Pinnacle Award Finalist


Treasury and finance practitioners are in control of who will be crowned the Pinnacle Grand Prize Winner. The finalist with the most votes will be honored during AFP 2021.

Data and digital transformation are the story for this year’s Pinnacle finalists. All three treasury departments found ways to integrate data from both internal and external sources and then used AI, RPA and APIs to completely transform how the organization functioned leveraging that data into insights.

Learn More About Each Finalist


Bechtel’s entry focused on using a robotic process automation (RPA) tool to query Human Resource (HR) Management System database daily and compare against Treasury Management System data to identify if signatories had terminated or changed positions. When the solution ran for the first time, it generated 280 tickets that impacted 390 bank accounts where the signer had some type of HR position change or termination. The tool is now used daily to identify position changes in real-time to enable timely update of bank records, comply with long-standing audit recommendation, and prevent fraud/financial loss.

How does this solution build a base for continued growth?
The RPA piece of this process provides a solution to automate repetitive tasks and has been effective in identifying and communicating real time changes in employment status. This builds a base to potentially combine RPA with machine learning. In the current process, the robot’s job is complete once it identifies an HR change and creates a ticket. With the introduction of machine learning, it could be possible for the robot to develop some or all the required documents, resulting in fully automated end-to-end solution.

What was the hardest challenge to overcome in this process?
From the initial design through implementation and support, the learning curve for the ticketing system was the most difficult challenge. The ticketing system is customizable but there were limitations due to rules and securities, reducing the user-friendliness of the tool. Majority of users are not familiar with ticketing systems and require additional assistance. As additional tickets are created and more users operate the system, areas for improvement are identified.
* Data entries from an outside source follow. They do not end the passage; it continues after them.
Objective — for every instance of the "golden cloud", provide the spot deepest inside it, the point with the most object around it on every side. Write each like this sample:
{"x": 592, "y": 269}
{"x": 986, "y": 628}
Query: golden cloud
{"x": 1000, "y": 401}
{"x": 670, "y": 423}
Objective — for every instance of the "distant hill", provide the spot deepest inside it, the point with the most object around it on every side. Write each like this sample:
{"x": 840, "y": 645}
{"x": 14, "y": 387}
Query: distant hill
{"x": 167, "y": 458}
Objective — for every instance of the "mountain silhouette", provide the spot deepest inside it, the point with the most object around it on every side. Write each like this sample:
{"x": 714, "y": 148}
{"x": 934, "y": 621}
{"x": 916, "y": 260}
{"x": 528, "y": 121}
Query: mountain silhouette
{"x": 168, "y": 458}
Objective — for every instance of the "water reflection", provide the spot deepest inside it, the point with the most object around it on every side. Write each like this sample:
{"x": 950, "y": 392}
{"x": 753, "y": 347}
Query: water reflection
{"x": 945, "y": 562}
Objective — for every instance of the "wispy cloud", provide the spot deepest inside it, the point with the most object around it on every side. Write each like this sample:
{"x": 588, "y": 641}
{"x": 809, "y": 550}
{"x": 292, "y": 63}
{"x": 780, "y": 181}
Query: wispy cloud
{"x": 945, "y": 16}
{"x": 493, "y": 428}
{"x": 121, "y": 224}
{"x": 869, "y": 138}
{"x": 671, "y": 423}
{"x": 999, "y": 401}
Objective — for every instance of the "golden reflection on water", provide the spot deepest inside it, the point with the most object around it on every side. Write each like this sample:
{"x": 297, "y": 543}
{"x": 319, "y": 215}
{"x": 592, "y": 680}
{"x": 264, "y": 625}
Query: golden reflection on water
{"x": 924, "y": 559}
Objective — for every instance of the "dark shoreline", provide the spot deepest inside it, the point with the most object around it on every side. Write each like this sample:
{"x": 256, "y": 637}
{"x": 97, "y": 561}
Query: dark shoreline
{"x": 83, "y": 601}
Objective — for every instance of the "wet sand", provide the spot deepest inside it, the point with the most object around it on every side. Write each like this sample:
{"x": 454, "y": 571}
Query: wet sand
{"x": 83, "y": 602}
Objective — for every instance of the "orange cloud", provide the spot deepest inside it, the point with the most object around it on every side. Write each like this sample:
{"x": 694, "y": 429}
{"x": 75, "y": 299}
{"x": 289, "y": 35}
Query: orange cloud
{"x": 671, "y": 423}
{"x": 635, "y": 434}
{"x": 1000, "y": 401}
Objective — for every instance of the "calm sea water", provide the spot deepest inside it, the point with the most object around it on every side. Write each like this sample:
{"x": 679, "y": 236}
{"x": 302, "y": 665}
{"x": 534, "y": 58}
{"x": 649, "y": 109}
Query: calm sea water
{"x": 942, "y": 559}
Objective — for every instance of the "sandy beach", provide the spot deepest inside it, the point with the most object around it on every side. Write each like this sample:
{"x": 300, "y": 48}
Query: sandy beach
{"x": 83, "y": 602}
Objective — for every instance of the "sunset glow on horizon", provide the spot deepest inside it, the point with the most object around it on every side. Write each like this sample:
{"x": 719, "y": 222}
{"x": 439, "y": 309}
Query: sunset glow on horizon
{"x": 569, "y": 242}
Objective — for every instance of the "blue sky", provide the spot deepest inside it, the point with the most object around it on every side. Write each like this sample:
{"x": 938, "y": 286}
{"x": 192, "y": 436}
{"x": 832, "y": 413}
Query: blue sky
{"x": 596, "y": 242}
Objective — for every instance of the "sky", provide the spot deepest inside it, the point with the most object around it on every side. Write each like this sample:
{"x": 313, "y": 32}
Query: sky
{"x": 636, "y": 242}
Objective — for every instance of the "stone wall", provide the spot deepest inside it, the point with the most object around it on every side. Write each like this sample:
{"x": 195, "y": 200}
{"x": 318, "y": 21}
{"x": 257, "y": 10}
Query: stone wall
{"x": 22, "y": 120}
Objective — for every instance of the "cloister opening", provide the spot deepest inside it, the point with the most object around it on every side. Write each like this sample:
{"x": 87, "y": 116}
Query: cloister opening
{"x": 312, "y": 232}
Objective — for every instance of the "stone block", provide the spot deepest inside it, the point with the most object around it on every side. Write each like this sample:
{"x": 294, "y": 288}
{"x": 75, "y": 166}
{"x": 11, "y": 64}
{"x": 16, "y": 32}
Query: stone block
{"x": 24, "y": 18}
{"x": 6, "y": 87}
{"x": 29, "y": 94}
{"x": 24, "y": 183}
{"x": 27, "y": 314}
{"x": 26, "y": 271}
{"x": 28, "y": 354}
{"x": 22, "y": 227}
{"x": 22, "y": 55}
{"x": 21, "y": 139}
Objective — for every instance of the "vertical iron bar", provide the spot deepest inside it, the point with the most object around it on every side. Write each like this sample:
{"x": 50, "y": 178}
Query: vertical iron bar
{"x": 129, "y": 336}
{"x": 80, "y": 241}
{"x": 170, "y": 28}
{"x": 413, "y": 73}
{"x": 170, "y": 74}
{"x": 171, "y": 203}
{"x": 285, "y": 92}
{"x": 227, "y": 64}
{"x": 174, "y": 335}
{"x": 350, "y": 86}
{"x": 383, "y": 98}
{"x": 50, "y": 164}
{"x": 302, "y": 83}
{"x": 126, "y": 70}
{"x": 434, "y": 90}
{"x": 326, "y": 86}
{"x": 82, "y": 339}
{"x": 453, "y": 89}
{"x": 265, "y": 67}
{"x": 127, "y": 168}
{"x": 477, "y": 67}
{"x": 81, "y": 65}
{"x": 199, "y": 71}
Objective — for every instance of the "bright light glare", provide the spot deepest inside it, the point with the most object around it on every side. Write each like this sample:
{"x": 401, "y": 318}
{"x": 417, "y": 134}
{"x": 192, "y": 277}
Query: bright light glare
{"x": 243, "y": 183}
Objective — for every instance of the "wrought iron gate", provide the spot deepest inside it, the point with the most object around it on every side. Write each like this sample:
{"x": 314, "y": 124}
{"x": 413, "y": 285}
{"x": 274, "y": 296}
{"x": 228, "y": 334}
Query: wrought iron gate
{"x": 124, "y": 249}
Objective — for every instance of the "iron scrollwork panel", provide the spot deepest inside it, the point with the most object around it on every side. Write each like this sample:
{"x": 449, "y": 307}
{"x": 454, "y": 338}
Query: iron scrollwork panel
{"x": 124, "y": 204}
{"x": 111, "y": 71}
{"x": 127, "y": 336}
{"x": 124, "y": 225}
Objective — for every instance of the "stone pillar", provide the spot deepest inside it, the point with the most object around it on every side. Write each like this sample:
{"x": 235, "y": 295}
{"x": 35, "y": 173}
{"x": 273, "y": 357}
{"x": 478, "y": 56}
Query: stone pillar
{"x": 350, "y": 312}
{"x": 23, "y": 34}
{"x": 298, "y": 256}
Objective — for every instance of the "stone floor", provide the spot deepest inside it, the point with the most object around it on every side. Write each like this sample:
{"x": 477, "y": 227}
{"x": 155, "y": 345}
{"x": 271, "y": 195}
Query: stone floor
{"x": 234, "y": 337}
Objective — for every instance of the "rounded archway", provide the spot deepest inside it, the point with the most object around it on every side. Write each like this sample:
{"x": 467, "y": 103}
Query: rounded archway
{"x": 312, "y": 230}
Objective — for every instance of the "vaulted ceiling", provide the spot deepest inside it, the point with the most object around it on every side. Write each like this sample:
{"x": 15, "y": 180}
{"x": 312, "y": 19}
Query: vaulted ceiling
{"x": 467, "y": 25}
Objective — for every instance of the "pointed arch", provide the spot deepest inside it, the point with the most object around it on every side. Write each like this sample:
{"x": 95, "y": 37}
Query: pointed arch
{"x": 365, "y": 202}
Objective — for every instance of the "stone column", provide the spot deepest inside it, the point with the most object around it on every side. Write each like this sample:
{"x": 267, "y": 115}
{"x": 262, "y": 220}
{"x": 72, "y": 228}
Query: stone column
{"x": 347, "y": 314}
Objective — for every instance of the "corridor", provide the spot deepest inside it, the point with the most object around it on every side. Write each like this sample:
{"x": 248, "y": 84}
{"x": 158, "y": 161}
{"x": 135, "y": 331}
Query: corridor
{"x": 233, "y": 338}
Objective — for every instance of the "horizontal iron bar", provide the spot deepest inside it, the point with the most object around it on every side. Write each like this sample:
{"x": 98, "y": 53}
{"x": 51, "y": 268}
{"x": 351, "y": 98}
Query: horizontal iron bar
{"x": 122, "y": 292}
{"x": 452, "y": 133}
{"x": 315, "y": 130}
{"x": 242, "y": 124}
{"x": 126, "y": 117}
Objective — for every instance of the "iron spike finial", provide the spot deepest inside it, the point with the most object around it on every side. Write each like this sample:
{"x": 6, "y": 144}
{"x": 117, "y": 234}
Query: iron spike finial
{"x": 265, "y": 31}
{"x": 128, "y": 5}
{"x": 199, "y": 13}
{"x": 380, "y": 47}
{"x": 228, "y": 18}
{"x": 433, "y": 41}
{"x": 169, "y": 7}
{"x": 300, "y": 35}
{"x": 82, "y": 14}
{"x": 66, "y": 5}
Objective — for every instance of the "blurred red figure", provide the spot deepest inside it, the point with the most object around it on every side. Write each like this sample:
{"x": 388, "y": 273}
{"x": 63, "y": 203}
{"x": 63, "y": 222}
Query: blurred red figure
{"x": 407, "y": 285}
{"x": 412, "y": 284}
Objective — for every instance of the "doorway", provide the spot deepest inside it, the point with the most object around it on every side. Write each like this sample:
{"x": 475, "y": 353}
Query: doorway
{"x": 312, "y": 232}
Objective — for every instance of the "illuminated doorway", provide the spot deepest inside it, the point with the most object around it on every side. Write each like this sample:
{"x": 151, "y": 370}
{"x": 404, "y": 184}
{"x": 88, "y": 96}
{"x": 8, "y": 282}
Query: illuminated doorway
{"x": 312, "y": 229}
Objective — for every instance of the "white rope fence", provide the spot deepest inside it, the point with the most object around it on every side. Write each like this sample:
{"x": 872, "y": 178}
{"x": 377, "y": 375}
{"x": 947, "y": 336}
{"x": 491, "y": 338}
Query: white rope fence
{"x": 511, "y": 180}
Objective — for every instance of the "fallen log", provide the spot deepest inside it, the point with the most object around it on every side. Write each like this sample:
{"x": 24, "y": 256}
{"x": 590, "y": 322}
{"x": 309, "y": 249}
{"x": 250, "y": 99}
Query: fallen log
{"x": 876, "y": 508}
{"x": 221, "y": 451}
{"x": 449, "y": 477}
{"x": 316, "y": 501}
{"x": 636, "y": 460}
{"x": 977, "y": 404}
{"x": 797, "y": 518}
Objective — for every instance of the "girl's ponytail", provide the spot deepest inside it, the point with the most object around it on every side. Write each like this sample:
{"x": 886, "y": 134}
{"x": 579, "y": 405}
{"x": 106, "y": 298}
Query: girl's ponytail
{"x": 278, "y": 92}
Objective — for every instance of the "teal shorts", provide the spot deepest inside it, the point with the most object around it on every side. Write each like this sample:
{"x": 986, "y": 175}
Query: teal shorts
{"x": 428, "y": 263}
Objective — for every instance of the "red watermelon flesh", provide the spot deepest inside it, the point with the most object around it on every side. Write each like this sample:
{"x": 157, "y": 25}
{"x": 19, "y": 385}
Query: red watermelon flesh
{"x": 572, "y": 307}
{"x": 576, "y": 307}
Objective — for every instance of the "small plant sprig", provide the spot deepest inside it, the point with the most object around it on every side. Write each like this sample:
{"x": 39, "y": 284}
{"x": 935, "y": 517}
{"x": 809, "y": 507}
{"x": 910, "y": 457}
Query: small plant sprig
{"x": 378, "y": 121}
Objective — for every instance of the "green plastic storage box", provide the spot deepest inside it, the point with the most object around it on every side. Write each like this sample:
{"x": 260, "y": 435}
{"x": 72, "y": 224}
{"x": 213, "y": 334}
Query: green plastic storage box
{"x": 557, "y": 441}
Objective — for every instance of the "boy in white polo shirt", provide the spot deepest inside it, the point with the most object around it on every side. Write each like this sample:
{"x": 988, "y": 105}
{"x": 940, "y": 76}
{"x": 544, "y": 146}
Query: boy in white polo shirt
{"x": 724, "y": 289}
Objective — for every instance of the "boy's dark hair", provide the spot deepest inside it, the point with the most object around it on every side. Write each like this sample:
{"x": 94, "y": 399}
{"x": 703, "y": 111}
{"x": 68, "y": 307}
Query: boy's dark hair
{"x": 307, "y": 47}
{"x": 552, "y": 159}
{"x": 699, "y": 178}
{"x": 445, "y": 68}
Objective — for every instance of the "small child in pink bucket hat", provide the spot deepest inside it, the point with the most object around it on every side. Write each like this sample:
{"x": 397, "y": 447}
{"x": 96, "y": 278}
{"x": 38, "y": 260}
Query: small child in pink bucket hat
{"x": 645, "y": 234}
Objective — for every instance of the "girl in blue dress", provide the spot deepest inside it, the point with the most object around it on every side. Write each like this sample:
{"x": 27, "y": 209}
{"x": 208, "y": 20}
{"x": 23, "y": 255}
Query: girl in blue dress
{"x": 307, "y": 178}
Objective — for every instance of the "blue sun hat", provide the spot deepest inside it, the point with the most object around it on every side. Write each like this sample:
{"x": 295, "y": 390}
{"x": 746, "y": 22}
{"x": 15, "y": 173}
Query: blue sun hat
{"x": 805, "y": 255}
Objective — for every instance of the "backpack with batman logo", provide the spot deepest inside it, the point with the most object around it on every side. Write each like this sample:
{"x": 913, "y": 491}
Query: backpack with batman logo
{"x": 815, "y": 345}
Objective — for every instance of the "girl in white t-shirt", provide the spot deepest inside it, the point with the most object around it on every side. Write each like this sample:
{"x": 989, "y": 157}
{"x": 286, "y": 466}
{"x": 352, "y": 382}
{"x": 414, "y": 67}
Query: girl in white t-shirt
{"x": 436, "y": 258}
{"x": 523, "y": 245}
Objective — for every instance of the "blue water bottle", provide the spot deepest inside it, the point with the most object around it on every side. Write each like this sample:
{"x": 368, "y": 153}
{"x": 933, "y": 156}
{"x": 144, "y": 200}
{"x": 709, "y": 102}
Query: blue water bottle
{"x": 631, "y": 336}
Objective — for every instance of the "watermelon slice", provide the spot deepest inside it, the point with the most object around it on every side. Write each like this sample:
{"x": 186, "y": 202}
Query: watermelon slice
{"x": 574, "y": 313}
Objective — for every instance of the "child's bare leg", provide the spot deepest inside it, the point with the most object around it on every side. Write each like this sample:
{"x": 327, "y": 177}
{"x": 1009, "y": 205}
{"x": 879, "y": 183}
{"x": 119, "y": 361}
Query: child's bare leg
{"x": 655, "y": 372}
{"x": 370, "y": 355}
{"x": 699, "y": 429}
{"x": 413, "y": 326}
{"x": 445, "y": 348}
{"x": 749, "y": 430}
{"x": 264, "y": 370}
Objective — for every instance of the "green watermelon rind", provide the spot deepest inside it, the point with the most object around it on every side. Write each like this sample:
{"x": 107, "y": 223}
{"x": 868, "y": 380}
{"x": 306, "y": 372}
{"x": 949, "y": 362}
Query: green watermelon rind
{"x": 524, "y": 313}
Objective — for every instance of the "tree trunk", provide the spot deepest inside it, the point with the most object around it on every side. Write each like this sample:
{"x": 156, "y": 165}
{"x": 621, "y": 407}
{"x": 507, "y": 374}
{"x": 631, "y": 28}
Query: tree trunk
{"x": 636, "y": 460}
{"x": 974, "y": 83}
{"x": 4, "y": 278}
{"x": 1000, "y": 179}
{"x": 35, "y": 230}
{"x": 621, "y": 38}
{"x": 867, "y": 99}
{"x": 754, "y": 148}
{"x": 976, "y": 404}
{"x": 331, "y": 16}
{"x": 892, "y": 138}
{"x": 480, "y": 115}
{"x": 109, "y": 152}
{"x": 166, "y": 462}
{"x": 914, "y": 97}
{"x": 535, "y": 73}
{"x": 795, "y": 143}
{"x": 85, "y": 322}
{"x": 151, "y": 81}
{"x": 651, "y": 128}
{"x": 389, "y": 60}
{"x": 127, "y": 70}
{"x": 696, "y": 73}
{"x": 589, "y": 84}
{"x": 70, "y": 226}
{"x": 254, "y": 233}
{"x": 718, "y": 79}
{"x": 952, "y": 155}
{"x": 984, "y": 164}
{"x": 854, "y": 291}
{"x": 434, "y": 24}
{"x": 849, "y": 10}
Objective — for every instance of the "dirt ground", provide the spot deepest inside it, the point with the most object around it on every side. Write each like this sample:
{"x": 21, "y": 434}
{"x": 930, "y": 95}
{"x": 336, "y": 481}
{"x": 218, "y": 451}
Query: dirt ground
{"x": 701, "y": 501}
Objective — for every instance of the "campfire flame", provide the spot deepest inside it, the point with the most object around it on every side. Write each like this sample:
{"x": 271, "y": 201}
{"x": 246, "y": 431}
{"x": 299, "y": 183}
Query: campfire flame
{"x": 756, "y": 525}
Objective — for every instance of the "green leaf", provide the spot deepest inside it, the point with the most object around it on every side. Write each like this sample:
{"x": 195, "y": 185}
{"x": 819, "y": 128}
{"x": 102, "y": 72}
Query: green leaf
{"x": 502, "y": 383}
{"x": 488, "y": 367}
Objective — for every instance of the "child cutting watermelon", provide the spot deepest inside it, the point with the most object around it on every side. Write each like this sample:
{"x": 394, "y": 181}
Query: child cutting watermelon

HCSC’s submission centered on treasury becoming more data-driven, which meant upgrading skills, process efficiencies, automation, technology, and digital visualization techniques to better capture treasury data. In response, HCSC’s treasury team underwent a complete digital transformation. New teams were created, including a dedicated treasury systems solutions team, expanded forecast teams, and created enterprise banking service solutions function. Technology platforms were optimized, while data was centrally organized to make better decisions.

How does this solution build a base for continued growth?
Real-time data access and visibility are critical because of the speed of business. If you do not have a technology solution that can consolidate all your cash data and connect to other platforms, you will be pulling data from bank and trading websites, and then putting them into a spreadsheet. With an ever-evolving technology platform and automation mandate, many of the problems associated with manual data collection go away because the technology is always working in the background. It is meaningful to have full functionality and interconnected systems within a flexible technology solution, such as the TEAR data base we created.

What was the hardest challenge to overcome in this process?
One of the biggest challenges was integrating new technology. Real-time feedback from staff resulted in weekly patches being pushed to the platform, allowing treasury to operate more effectively as it underwent integrating with the various technology platforms. As an all-treasury systems project, the ability to access real-time information allowed treasury to be very agile, operating across multiple system spectrums and time zones.

Another challenge was co-operation, as relationship management with key banking and fintech partners proved vital. The planning meetings held with banks and fintech vendors helped all parties stay aligned on every aspect of the project. Given HCSC’s strong relationships with its banking partners, IT and project teams were set up to ensure that all partners worked to achieve a common goal.


Micron’s entry focused on optimizing fund allocation. The treasury and automation teams developed an artificial intelligence tool designed to pull data from treasury systems that were already being aggregated into a single daily file. The first week it was implemented, the tool advised a reallocation of cash investments that increased the portfolio yield by low single digits of basis points. The treasury staff now runs the model daily to search for further opportunities to increase revenues through more optimal allocation.

How does this solution build a base for continued growth?
Since development of the tool in mid-2021 the team has already began looking for opportunities to advance the end product for more efficiency. Some of those potential advancements include automating the model to run with no manual input necessary from the user. Another advancement that has been discussed is to fully implement the model into the teams daily cash positioning process. This would build off of the previous concept where every single morning the model would automatically run and solve for daily cash excess/deficits with no manual entry by the team. Based on that analysis, the model would decide where funds should be invested or where funds should be redeemed and have payment details input into the Treasury Management System for the team to approve.

What was the hardest challenge to overcome in this process?
Since members of the Treasury team were not experts in the data science behind the model and the members of the Advanced Analytics and Automation team were not experts in Treasury concepts, it was crucial for the teams to work closely over the course of the entire project to ensure what was being developed was accurate and that any recommendation in the model output was feasible (i.e. within investment policy constraints). Although it was a challenge to take the time to explain the different concepts across teams, it was a unique opportunity for each to gain the knowledge in an area that was previously less familiar.